“Thankfulness Takes Work”

by Keith McCurdy

Have you ever noticed how hard it is to be thankful?  Our natural tendency is to focus more on the negative than what is positive in our lives.  And we also know that whatever we focus on becomes a larger part of our perception.  The more we focus on the negative…the more we see the negative.  The more we focus on the positive…the more we see the positive.  The problem is, focusing on the positive or good is more difficult, especially when our environment adds to the mix.

As I was always told in Chemistry class, add a little heat and you learn more about the true nature of a substance.  Let’s just say we have all been involved in a little chemistry experiment the last two weeks or so.  What did we learn about ourselves?  There is no question that some have suffered tremendous loss including family and friends and my heart and prayers go out to them.

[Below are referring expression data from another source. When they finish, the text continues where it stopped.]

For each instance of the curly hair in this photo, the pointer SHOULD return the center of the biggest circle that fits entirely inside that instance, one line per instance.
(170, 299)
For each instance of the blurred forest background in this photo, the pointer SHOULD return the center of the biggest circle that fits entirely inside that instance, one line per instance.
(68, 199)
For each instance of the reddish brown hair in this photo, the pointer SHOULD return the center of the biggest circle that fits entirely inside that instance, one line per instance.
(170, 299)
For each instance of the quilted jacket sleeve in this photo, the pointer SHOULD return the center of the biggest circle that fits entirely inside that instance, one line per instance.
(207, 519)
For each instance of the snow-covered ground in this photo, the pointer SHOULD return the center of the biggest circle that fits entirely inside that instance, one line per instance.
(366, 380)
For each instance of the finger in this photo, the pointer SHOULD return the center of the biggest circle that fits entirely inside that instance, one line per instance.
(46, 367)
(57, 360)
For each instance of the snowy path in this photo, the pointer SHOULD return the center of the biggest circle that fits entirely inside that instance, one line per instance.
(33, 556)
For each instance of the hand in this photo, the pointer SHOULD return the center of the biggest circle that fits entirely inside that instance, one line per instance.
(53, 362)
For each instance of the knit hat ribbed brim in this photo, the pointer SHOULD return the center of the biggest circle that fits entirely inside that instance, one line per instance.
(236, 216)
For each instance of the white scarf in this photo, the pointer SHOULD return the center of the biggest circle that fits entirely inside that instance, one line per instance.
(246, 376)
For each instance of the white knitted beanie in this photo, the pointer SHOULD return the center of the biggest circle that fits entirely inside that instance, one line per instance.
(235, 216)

That thankfully has not been the case for the majority.  As a fellow I talked to recently put it who had a tree fall through his house, not on it but through it….”It is all a matter of perspective.  You either see yourself as a victim and are mad and blame everyone else for your circumstance or you are more aware of just how many things you have to be thankful for.”  “In the long run, it is just an inconvenience, a big one in the living room, but an inconvenience.”

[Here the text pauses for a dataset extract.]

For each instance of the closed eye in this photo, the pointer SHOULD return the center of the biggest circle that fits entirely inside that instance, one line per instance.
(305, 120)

For the majority of us who did not suffer major loss, but were inconvenienced, which category do we belong to?  I would suggest that how we responded to this circumstance may be an indication of our character that is not so clearly observed in uneventful times.  Did we write letters to the editor about how the power company didn’t care about us or did we take water out to the men from out of state that worked and are still working 16 hour days in some places to get the electricity back on?  Did we go on TV and complain about how all of our food had been spoiled in our fridge or did we thank the volunteers, many who also did not have power, who gave their time and energy to serve free meals and provide a cool place to relax?  Did we fuss about the lack of cable or phone service or did we ask our neighbors how we could be of help to them?

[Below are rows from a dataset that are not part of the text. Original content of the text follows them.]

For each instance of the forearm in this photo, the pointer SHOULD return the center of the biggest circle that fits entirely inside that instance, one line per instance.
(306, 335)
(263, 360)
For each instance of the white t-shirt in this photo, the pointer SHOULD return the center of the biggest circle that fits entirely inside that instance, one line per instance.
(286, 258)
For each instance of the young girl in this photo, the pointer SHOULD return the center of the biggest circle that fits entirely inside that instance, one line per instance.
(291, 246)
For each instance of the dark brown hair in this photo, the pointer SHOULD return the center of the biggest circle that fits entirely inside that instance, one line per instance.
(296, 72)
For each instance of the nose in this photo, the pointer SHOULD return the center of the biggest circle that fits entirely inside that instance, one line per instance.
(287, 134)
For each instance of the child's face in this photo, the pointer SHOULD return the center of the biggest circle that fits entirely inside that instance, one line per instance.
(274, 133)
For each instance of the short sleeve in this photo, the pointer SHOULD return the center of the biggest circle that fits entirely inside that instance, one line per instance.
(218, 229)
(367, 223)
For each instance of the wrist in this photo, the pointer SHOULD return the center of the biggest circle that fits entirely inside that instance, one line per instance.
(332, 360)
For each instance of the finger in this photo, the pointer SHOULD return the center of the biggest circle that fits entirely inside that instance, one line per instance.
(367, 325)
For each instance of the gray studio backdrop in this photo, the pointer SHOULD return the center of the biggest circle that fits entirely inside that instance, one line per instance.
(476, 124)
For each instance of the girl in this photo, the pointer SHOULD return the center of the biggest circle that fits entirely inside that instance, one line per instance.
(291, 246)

Luckily, there were many who took care of their neighbors, thanked volunteers, and went out of their way to thank the utility workers that were restoring power.  But in which category did you find yourself?  It is often the case that when an individual sees themselves as a victim, they have great difficulty seeing beyond self or being aware of the needs of others.  They believe that they deserve certain things and are constantly aware of any perceived injustice.   When something happens in life that is difficult, their focus is how they have been wronged.  This is in many instances a part of the “Me” culture we live in.

On the contrary, when a person is humble, they are typically more aware of the needs of others and less likely to complain about their own circumstance.  They see life as full of both good and the possibility for bad.  When something difficult does happen it is often a reminder of just how many other things they have to be thankful for.

Maybe the better question to ask is which category do we want to be in?  Other difficulties will occur, that is for sure.   It was no accident that Paul, while in prison, wrote to the Philippians that being at peace in life is less to do with our circumstance and more about being aware of just how many things we have to be thankful for.